Caught this guy earlier today at Tappan. I also caught a few dinks that may have been keepers had I not seen this one. I didn't weigh it but it is at 28" so it should go 8lbs. I should have had it mounted because I doubt I will get another one that big locally but it looked so damned tasty I just had to filet it.

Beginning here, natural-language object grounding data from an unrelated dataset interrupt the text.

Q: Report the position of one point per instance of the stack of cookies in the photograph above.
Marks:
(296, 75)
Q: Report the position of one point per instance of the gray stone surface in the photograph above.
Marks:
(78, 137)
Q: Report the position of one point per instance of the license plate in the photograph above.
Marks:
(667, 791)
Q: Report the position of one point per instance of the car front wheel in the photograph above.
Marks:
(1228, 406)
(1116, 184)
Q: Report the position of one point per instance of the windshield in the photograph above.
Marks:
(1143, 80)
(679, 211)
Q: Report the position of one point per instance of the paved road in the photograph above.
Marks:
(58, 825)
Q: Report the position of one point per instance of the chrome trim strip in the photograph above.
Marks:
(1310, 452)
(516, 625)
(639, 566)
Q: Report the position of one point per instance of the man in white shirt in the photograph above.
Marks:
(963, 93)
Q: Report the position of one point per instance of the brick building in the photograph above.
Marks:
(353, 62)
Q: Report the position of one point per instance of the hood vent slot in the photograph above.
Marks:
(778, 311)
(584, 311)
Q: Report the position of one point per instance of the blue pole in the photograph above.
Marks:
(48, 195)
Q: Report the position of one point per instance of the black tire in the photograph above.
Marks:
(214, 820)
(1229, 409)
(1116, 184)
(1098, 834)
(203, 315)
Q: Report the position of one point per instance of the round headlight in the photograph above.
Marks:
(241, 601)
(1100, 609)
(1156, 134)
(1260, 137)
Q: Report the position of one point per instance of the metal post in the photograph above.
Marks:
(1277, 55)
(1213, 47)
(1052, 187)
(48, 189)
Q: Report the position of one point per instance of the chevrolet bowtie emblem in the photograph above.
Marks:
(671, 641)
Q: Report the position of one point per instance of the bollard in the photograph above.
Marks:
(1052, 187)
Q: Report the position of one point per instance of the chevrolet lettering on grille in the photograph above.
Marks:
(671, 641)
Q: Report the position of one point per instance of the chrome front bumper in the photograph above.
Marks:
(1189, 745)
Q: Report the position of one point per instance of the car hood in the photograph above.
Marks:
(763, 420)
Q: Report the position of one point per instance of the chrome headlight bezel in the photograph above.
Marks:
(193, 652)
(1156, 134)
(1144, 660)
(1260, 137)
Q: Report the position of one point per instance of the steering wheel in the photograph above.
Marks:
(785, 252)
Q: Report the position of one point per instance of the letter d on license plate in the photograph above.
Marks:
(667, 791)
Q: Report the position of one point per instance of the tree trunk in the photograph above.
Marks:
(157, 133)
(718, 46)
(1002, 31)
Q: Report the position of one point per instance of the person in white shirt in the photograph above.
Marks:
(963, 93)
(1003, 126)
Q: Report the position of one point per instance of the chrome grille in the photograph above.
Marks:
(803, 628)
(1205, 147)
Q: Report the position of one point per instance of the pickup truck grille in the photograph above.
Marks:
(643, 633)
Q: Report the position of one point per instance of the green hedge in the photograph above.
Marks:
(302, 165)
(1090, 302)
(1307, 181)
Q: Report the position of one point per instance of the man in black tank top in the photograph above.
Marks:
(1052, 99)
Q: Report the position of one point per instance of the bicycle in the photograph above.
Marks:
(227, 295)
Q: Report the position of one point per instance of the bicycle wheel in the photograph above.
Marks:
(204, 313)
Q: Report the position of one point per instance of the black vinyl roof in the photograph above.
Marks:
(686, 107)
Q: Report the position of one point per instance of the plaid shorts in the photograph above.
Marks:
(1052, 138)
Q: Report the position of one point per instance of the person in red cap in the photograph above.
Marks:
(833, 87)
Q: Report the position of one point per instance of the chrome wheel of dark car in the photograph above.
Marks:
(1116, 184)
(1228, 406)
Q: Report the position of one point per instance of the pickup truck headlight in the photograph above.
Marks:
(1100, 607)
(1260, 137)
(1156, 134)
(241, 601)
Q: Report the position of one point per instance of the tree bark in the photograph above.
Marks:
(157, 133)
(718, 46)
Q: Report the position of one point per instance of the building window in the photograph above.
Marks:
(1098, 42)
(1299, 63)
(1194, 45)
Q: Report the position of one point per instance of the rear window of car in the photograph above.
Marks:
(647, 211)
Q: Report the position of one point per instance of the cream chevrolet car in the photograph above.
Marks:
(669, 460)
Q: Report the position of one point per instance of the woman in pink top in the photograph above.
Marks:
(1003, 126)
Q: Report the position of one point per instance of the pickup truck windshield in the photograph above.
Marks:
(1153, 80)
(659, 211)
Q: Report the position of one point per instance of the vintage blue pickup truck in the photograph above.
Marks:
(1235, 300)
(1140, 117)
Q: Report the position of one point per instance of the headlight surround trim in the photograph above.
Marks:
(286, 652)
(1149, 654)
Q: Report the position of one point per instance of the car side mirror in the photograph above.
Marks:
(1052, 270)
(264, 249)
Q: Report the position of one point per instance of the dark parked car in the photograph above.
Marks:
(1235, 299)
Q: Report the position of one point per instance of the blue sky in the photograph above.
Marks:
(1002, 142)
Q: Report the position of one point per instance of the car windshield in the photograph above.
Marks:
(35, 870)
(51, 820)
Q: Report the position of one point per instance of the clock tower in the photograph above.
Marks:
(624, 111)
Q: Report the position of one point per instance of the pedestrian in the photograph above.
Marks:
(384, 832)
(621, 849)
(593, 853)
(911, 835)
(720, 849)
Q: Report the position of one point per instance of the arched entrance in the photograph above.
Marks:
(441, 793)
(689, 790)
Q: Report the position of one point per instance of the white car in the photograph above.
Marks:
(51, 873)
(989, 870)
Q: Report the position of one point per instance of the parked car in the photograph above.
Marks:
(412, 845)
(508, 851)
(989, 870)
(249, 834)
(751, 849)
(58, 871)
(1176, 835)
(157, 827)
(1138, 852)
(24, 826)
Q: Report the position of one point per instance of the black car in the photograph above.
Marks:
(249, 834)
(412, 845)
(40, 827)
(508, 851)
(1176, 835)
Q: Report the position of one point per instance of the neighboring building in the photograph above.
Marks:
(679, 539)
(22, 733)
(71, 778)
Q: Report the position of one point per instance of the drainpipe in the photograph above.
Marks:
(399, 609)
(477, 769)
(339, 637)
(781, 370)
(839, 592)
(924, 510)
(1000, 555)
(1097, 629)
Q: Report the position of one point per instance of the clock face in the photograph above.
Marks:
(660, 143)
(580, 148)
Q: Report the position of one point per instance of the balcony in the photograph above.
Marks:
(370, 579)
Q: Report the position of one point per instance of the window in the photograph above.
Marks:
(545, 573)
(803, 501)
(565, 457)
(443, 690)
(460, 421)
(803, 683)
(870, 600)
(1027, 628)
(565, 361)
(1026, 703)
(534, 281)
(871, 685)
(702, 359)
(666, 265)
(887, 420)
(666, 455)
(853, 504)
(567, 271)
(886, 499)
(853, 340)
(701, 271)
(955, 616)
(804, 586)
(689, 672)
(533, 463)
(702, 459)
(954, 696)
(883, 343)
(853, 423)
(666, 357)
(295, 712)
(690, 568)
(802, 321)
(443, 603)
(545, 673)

I also stopped in at Cripple Creek Bait to get some blade blanks. He didn't have the size I needed but I think he may be good luck.


----------



## tkbiker (Jul 30, 2004)

Nice fish .. and i agree about Cripple Creek!


----------



## mpd5094 (Jun 20, 2005)

Real nice!!!


----------



## big_fish (Dec 21, 2004)

very nice I couldn't tell just how big he was beside the yard stick but the pic where he is beside the busch light now I understand your measuring and just how big he really is lol did you catch it on a blade


----------



## tcba1987 (Jun 22, 2004)

Beautiful eye.................congrats !!


----------



## walleye king (Sep 23, 2005)

nice fish,you got to fish a lot to catch a nice one like that. cudos brother


----------



## swordfish (Apr 19, 2006)

Wow!:cyclops:


----------



## "EYE" DOCTOR (Apr 16, 2005)

big_fish said:


> did you catch it on a blade



1/4 oz grey spinner jig with a stinger and 1/3 of a night crawler.

Water temp 79.5 degrees.

10 foot flat in 21 feet of water.

Wind and water skiers for some decent chop and about 2 feet visibility.


----------



## husky hooker (Apr 6, 2004)

nice fish,and jims good about info!


----------